The prosecutor pressed: “I’m afraid you are a liar, Mr Mahmood.”
Mahmood accepted he did not see Mr Walker-Brown take out a weapon and the alleged victim made no movement towards him with a weapon.
But the officer said he was “adamant” at the time that Mr Walker-Brown had a knife and “honestly believed” he was going to attack him.
Mr FitzGerald asked: “Was it the case that in that moment of anger and frustration that he would not follow your commands that you fired the Taser?”
“Absolutely not,” Mahmood said.
He insisted it was to protect himself and others and that it was a reasonable use of force.
Mahmood agreed there was an “obvious risk of injury” from using a Taser in the situation.
Taken through still images of his bodyworn video which captured the incident, Mahmood said it could “clearly” be seen from the footage that Mr Walker-Brown’s “whole body” was “turned towards” him, but later added that the images are “quite fuzzy” and make it “hard to tell”.
He told the court: “You have got to appreciate that this is a fast-moving situation.

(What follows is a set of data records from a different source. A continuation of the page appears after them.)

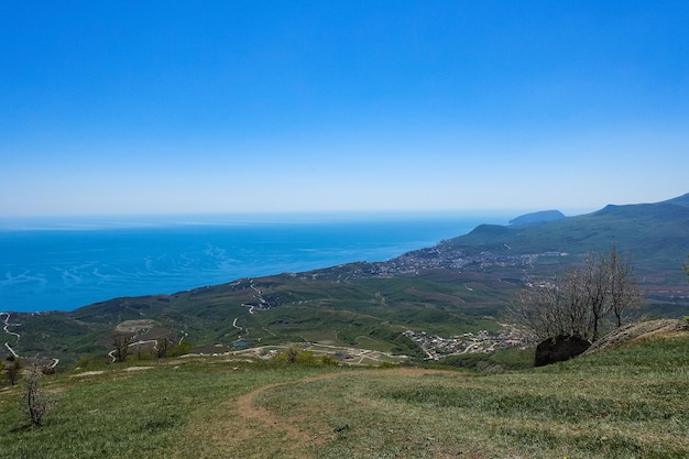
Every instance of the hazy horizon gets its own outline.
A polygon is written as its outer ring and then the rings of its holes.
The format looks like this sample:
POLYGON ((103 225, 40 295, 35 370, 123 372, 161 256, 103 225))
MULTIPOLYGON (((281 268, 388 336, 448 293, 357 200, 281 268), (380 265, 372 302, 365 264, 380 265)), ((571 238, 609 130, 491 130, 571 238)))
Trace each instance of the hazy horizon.
POLYGON ((689 3, 0 4, 0 218, 687 193, 689 3))

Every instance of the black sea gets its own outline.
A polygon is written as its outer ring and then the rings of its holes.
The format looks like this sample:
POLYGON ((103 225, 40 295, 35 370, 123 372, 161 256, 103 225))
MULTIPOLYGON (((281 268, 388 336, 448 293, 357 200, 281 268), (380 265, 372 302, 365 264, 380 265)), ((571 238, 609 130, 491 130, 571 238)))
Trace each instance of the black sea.
POLYGON ((507 217, 225 216, 0 221, 0 312, 72 310, 240 277, 383 261, 507 217))

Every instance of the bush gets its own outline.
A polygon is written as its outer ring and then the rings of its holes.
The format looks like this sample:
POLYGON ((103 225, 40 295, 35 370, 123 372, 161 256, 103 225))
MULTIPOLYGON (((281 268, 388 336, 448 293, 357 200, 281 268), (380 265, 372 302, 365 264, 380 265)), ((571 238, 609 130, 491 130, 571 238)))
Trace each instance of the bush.
POLYGON ((22 404, 26 408, 32 426, 40 426, 43 416, 57 403, 57 396, 45 394, 40 387, 42 371, 37 363, 33 363, 31 373, 26 379, 26 385, 22 394, 22 404))

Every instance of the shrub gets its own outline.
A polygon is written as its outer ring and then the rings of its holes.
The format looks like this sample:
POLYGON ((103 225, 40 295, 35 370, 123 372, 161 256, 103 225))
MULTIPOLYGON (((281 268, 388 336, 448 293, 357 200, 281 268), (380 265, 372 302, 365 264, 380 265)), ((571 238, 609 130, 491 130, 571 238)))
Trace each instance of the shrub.
POLYGON ((37 363, 33 363, 26 385, 22 394, 22 404, 26 408, 32 426, 40 426, 43 416, 57 403, 57 396, 45 394, 40 387, 42 371, 37 363))

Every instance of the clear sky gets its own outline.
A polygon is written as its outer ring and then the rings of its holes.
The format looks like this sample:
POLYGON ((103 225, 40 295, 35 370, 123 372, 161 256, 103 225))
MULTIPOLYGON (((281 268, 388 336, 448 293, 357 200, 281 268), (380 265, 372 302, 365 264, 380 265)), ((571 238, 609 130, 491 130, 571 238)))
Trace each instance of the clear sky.
POLYGON ((0 1, 0 217, 689 192, 689 2, 0 1))

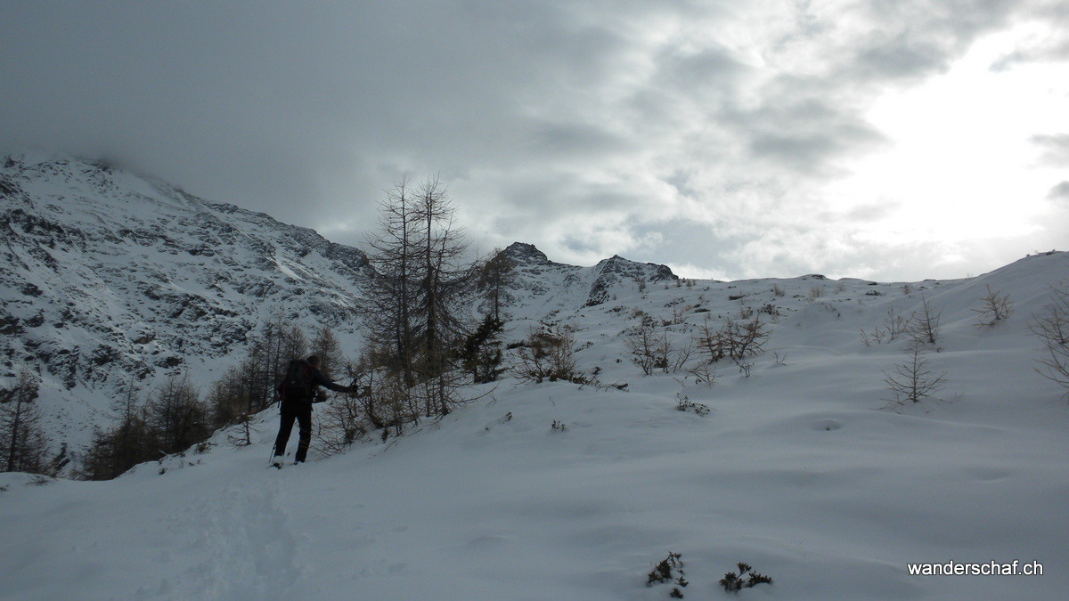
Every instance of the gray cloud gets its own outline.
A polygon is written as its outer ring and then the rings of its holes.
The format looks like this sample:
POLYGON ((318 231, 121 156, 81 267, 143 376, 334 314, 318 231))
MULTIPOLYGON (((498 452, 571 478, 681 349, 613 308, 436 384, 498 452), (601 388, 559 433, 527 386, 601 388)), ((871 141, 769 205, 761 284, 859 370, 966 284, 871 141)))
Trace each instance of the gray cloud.
POLYGON ((1040 160, 1054 167, 1069 167, 1069 134, 1038 134, 1031 141, 1042 150, 1040 160))
POLYGON ((1069 206, 1069 182, 1060 182, 1047 194, 1048 200, 1069 206))
POLYGON ((851 226, 894 207, 816 216, 889 143, 873 99, 1051 6, 11 2, 0 150, 108 156, 350 244, 398 176, 438 173, 484 248, 865 271, 851 226))

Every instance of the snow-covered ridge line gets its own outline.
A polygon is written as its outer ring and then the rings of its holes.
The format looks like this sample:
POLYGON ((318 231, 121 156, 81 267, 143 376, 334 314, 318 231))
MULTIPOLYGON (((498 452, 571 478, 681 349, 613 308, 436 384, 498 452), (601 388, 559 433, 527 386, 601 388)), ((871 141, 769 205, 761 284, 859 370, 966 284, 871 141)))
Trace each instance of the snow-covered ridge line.
POLYGON ((203 386, 264 318, 352 346, 358 249, 263 213, 73 158, 0 159, 0 381, 42 382, 51 433, 77 446, 120 385, 175 371, 203 386))

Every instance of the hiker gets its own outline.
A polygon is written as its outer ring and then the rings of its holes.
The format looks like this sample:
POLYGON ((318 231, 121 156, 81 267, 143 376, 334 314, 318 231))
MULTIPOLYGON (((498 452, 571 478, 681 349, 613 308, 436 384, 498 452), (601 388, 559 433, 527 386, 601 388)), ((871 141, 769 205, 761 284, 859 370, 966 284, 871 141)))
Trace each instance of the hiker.
MULTIPOLYGON (((294 457, 295 463, 303 463, 308 457, 308 445, 312 440, 312 403, 321 402, 315 400, 315 387, 323 386, 338 392, 353 392, 354 387, 340 386, 323 375, 320 371, 320 358, 315 355, 307 359, 293 359, 286 370, 285 379, 278 385, 278 394, 282 399, 282 421, 278 428, 278 437, 275 438, 275 467, 281 467, 281 460, 285 452, 285 444, 290 441, 290 432, 293 431, 293 420, 297 420, 298 442, 297 454, 294 457)), ((321 399, 323 400, 323 399, 321 399)))

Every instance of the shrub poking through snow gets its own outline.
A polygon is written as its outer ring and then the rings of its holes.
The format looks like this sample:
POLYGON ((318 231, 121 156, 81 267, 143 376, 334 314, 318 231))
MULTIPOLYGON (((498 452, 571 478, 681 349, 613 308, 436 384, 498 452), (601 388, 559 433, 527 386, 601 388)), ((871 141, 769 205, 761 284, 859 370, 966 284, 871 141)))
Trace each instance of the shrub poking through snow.
POLYGON ((939 351, 940 318, 942 315, 942 309, 933 307, 927 297, 921 296, 920 309, 913 312, 913 318, 905 332, 910 340, 919 344, 936 345, 935 350, 939 351))
POLYGON ((1063 282, 1051 291, 1053 302, 1043 307, 1042 313, 1033 315, 1028 324, 1028 329, 1043 341, 1048 353, 1045 358, 1037 359, 1042 367, 1036 371, 1069 389, 1069 287, 1063 282))
POLYGON ((980 299, 983 303, 979 309, 971 309, 979 318, 976 327, 993 327, 996 323, 1009 319, 1013 314, 1013 303, 1009 294, 1001 294, 988 286, 988 294, 980 299))
POLYGON ((676 392, 676 411, 692 411, 702 417, 709 415, 709 405, 696 403, 686 396, 676 392))
POLYGON ((883 372, 885 376, 883 382, 894 396, 892 399, 894 402, 919 403, 943 388, 946 372, 935 373, 928 368, 923 344, 911 343, 905 350, 905 360, 896 365, 889 373, 883 372))
POLYGON ((545 327, 532 332, 520 346, 520 363, 512 369, 524 382, 536 384, 546 380, 589 383, 576 368, 575 337, 568 326, 545 327))
POLYGON ((744 588, 753 588, 759 584, 772 584, 772 579, 754 571, 749 564, 739 561, 739 573, 728 572, 721 579, 721 586, 728 592, 739 592, 744 588))
POLYGON ((686 588, 686 585, 691 584, 683 577, 683 559, 681 553, 668 552, 668 556, 662 559, 657 565, 653 566, 653 569, 646 576, 646 586, 653 586, 654 584, 672 584, 677 586, 672 587, 668 597, 672 599, 682 599, 683 591, 680 588, 686 588))

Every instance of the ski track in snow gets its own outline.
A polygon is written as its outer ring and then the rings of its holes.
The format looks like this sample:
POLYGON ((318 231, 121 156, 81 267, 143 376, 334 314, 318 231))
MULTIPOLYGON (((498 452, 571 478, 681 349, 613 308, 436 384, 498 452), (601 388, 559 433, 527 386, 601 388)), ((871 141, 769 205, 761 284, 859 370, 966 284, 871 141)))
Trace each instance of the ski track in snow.
POLYGON ((300 576, 297 537, 280 504, 280 483, 228 486, 184 510, 177 530, 197 533, 188 550, 204 557, 189 572, 190 598, 284 598, 300 576))

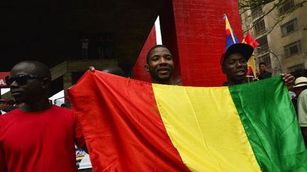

“These stills are within the same time period and (with) the information I had at the start and during the chase, it was my honest-held belief that Mr Walker-Brown was in possession of a knife and he was a threat to me, my colleagues and anyone around – including the occupants of that address.”
The officer, from Plaistow in east London, does not dispute inflicting grievous bodily harm but denies it was unlawful.
Mahmood has finished giving evidence and the trial continues on Tuesday.